When Britain leaves the EU will it be more difficult for stallholders to come and work here? Will the value of the pound against the euro affect their profits? Will they still feel welcome here?
Drei Brum German Market Facts
Eins: In its 16th year, the market has 138 stalls selling everything from nutcrackers to giant iced biscuits
Zwei: The market spans one mile from Victoria Square down New Street
Drei: Chris Moose has his own Twitter account to share his favourite festive puns and jokes
Britain must first submit Article 50 to trigger the start of two-year exit negotiations. During this time nothing legal and regulatory will change, says Prof Philip Booth, an academic and research director at the London-based think tank the Institute of Economic Affairs.
Currently EU residents have the right to live and work in the UK. But if the British government imposes permits and visas, stallholders "may just find it more hassle than it's worth", says Prof Booth.
"Unless the government issues temporary permits for that particular issue, some kind of non-bureaucratic arrangement, then if I was a stallholder I think I would be pretty worried."
With many traders relying on seasonal migrant workers to run their stalls, he says stallholders may stop coming to England in favour of EU countries to avoid paperwork and costs.
Allan Hartwell has built his business on bringing European markets to the UK. He thinks if Brexit has an impact it may create more opportunities for British businesses.
The managing director of Market Place, which operates Christmas markets in Belfast, Exeter, Glasgow and Newcastle, says: "It may be that we are doing trade with new countries and that may create opportunities for Christmas markets.

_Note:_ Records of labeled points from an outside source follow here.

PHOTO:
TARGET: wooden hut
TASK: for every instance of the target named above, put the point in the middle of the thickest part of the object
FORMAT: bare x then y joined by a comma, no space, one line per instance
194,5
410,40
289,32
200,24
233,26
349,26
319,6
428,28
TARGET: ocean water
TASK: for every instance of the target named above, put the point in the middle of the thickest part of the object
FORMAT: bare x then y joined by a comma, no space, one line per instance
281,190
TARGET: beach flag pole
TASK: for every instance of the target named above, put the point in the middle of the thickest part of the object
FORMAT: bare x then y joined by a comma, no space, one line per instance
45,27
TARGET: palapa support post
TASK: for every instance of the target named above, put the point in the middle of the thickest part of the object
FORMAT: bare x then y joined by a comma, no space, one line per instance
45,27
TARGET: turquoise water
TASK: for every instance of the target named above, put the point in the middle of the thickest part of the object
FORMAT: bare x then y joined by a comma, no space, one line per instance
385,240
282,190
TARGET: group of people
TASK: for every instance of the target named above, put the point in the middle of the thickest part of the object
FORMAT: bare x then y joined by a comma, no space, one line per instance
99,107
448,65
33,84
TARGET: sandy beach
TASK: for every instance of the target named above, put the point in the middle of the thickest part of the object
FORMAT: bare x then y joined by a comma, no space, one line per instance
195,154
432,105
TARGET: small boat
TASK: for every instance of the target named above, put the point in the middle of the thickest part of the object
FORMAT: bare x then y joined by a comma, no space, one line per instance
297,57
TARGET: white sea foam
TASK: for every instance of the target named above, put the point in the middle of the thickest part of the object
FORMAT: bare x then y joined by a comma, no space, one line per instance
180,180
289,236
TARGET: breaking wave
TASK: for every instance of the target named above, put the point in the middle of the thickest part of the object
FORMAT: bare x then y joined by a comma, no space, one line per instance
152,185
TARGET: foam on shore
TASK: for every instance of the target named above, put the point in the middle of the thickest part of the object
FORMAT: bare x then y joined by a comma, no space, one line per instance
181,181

"Even if we start to see a drop-off in the travelling EU traders, it's going to create more opportunities perhaps for local traders to emerge."
So we could see more items with a Made in England stamp.
During last year's Christmas market the exchange rate was 1.4 euros for every £1. The pound plummeted immediately after the referendum result but today it's back up to around 1.16.
The organiser of the Frankfurt Christmas Market in Birmingham, Kurt Stroscher, told the Birmingham Mail: "Brexit and the low value of the pound will not have any effect on prices."
As stallholders begin setting out their wares, a full picture of what kind of a welcome they will receive from British shoppers is yet to emerge.
But Astrid Von Der Gathen, a stallholder at Birmingham's Christmas market for more than 10 years, says she is "not worried" because she runs part of her business through a limited company in England.
And she says she still feels welcome: "England will always be like my second home."
Prof Iain Beggis, from the European Institute at the London School of Economics, does not think trade negotiations will go so far as to turn people away from wooden toys and pretzels.
"Unless of course there is a cultural backlash of 'we don't want them here', however I think the hostilities we have seen since June will fade," he says.
Over in Telford, council arts manager Psyche Hudson says the town is "still very much European" and "eclectic" despite most voters being in favour of leaving the EU.
Back in Birmingham, as Chris Moose the singing moose is unpacked and put back in pride of place on the marketstall pub, Mr Stroscher is pragmatic about the result of Brexit.
He says: "The stallholders of Birmingham's Frankfurt Christmas Market and me, as the organiser of it, are not really happy with the Brexit vote.
"But in my opinion, voting against the EU was political - it was not a vote against friendship with the people of Europe.
"And for me the Frankfurt Christmas Market in Birmingham is a sign of this human friendship."
Your Christmas shopping questions
This story was inspired by Stuart Onyeche who used Your Questions to ask about the future of Birmingham's Christmas market post-Brexit.
He said: "I think regardless of which side of the EU membership debate Brummies fall on, the vast majority of people would agree [the Christmas market] is a very visible example of the beneficial cultural bonds we have with our European neighbours that we want to continue to see flourish after the UK leaves the EU."